Saat ini, para demonstran di Kent State meminta universitas tersebut untuk mendivestasi portofolio instrumen perangnya. “Universitas mendapat keuntungan dari perang, dan mereka berdebat pada tahun ’69 dan ’70 bahwa universitas juga mendapat keuntungan dari perang,” kata Camille Tinnin, seorang Ph.D. siswa yang mempelajari ilmu politik yang telah bertemu dengan administrasi sekolah untuk membahas divestasi.

Meskipun Kent State tidak dapat mengakhiri perang di Gaza, “yang dapat dikontrol oleh universitas adalah portofolio investasinya sendiri,” kata Yaseen Shaikh, 19, anggota Students for Justice in Palestine yang akan lulus dengan gelar di bidang ilmu komputer.

Ibu Tinnin dan Bapak Shaikh, bersama dengan dua siswa lainnya, bertemu dengan Mark Polatajko, wakil presiden senior bidang keuangan dan administrasi untuk Kent State, pada tanggal 4 Desember, sebuah pertemuan yang dikonfirmasi dalam pernyataan dari Rebecca Murphy, juru bicara Kent State. Bapak Polatajko berbagi portofolio investasi universitas dengan empat aktivis selama pertemuan tersebut, kata Ibu Tinnin dalam sebuah wawancara sebelum protes hari Sabtu. Dia mengatakan para aktivis yang meneliti portofolio tersebut menemukan bahwa portofolio tersebut mencakup investasi pada produsen senjata.

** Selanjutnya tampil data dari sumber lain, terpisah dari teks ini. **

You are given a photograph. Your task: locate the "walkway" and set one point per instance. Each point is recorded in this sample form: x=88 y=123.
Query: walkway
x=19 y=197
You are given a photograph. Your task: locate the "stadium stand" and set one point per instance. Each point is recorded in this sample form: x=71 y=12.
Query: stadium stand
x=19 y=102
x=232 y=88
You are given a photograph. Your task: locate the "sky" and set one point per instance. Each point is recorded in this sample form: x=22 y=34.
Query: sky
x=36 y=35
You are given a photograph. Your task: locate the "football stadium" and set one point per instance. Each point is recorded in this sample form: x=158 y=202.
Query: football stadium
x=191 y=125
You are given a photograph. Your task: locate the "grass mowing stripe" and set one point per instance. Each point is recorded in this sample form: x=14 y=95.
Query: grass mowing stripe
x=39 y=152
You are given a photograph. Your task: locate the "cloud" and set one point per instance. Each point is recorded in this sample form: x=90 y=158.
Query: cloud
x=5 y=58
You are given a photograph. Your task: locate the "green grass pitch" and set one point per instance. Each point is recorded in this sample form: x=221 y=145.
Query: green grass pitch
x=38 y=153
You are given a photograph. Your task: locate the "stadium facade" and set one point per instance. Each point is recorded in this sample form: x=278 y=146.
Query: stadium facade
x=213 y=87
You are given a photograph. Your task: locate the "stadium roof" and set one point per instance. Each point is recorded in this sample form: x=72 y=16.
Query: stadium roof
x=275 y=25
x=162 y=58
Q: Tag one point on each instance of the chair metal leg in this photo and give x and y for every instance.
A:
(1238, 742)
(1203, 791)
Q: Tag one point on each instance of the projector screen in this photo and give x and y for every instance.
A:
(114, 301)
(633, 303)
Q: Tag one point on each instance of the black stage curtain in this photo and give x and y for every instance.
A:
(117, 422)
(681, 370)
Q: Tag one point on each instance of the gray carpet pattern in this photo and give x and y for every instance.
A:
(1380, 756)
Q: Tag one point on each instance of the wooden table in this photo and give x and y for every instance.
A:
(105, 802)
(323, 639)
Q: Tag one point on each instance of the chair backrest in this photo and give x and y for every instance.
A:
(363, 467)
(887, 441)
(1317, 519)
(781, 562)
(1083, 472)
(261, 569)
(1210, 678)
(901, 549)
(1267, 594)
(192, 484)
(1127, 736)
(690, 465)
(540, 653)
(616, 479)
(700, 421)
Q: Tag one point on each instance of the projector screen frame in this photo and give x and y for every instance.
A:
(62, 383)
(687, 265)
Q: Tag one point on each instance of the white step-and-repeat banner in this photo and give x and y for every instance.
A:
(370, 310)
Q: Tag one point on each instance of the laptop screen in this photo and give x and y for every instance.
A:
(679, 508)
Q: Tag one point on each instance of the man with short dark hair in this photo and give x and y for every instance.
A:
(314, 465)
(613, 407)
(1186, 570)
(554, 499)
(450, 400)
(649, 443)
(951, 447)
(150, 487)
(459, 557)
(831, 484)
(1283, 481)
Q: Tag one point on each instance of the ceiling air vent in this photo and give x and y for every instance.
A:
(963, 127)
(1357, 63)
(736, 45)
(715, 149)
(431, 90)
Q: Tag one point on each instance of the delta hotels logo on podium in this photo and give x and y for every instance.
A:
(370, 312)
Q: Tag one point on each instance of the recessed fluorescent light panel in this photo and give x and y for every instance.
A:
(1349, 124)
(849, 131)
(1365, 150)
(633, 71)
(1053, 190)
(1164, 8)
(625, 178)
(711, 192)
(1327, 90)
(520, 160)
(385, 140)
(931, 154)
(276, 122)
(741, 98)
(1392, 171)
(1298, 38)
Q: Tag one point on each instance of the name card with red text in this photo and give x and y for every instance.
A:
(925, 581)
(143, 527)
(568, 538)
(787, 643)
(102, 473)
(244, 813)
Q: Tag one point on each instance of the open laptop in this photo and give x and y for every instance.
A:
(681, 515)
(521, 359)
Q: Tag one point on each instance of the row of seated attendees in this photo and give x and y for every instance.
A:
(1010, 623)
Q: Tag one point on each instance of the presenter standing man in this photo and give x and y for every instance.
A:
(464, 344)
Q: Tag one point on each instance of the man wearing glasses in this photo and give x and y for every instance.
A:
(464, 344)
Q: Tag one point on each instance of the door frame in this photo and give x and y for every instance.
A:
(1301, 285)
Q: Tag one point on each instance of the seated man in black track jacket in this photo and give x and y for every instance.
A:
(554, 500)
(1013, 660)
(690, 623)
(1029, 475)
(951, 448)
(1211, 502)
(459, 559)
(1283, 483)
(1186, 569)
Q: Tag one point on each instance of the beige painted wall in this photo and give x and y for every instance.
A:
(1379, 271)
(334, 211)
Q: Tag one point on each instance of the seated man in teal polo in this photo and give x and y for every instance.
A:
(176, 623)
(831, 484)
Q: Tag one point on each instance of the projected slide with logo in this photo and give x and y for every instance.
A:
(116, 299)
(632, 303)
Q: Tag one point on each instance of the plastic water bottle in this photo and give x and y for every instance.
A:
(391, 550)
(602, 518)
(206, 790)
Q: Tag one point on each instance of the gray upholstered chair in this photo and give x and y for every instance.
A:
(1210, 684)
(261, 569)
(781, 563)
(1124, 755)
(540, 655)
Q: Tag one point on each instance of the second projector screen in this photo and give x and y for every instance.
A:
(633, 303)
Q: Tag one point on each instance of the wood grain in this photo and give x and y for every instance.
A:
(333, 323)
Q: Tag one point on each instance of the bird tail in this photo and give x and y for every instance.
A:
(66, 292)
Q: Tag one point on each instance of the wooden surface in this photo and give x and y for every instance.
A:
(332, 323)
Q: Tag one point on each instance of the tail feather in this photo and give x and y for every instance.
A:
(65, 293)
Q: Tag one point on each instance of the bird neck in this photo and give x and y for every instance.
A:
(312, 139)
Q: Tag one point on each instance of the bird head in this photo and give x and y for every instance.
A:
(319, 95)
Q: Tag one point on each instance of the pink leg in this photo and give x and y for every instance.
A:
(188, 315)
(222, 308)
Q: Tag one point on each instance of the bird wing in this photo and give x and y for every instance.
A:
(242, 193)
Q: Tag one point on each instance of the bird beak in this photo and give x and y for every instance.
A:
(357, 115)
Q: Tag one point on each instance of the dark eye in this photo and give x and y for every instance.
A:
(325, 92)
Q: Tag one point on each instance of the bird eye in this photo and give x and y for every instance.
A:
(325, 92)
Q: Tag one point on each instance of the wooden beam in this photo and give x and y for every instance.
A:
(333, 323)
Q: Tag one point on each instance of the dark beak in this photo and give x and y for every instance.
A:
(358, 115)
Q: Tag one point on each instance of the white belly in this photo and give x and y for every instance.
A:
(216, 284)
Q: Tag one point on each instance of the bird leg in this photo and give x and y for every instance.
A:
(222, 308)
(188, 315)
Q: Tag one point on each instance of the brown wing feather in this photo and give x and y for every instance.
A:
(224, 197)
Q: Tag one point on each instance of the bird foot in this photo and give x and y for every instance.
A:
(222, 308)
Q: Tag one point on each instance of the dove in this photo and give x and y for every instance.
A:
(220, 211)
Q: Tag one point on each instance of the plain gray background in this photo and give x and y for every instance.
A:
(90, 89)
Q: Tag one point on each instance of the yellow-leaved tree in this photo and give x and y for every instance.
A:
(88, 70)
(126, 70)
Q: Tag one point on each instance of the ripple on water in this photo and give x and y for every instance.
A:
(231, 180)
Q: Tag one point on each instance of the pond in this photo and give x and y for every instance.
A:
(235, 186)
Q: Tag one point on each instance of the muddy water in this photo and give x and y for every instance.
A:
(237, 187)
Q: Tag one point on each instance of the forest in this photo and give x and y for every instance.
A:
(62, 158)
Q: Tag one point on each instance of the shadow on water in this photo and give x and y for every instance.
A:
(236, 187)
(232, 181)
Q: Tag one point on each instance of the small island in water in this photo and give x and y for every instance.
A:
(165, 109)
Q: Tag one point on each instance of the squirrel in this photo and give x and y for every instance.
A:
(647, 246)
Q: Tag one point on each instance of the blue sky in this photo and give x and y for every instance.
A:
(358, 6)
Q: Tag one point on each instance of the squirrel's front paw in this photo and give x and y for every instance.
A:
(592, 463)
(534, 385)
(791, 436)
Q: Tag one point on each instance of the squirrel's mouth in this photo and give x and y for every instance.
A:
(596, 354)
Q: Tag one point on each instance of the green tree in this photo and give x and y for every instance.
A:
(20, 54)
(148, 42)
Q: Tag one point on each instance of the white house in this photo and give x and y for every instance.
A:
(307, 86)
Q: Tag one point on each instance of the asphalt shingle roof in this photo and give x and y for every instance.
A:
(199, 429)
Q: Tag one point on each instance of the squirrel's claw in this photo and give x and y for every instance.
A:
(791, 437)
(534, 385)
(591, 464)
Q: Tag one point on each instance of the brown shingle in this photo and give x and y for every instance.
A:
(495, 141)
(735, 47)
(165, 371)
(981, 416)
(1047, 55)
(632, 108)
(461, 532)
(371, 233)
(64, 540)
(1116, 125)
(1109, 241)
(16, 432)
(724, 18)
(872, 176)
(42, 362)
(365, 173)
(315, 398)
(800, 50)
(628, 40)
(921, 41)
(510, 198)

Pada hari Sabtu, sehubungan dengan demonstrasi mahasiswa secara nasional yang menentang perang di Gaza, Ibu Swengel mengatakan bahwa perkemahan dan demonstrasi “berdiri sebagai monumen yang hidup dan bernafas dari kesediaan mahasiswa untuk melawan genosida dan untuk apa yang mereka yakini.”

Dalam sebuah pernyataan yang dikirim melalui email kepada wartawan, Ms. Murphy mengatakan universitas tersebut “menjunjung hak Amandemen Pertama atas kebebasan berbicara dan berkumpul secara damai untuk semua.”

“Sesuai dengan nilai-nilai inti kami, kami mendorong dialog terbuka dan wacana sipil yang saling menghormati dalam lingkungan yang inklusif,” tambahnya.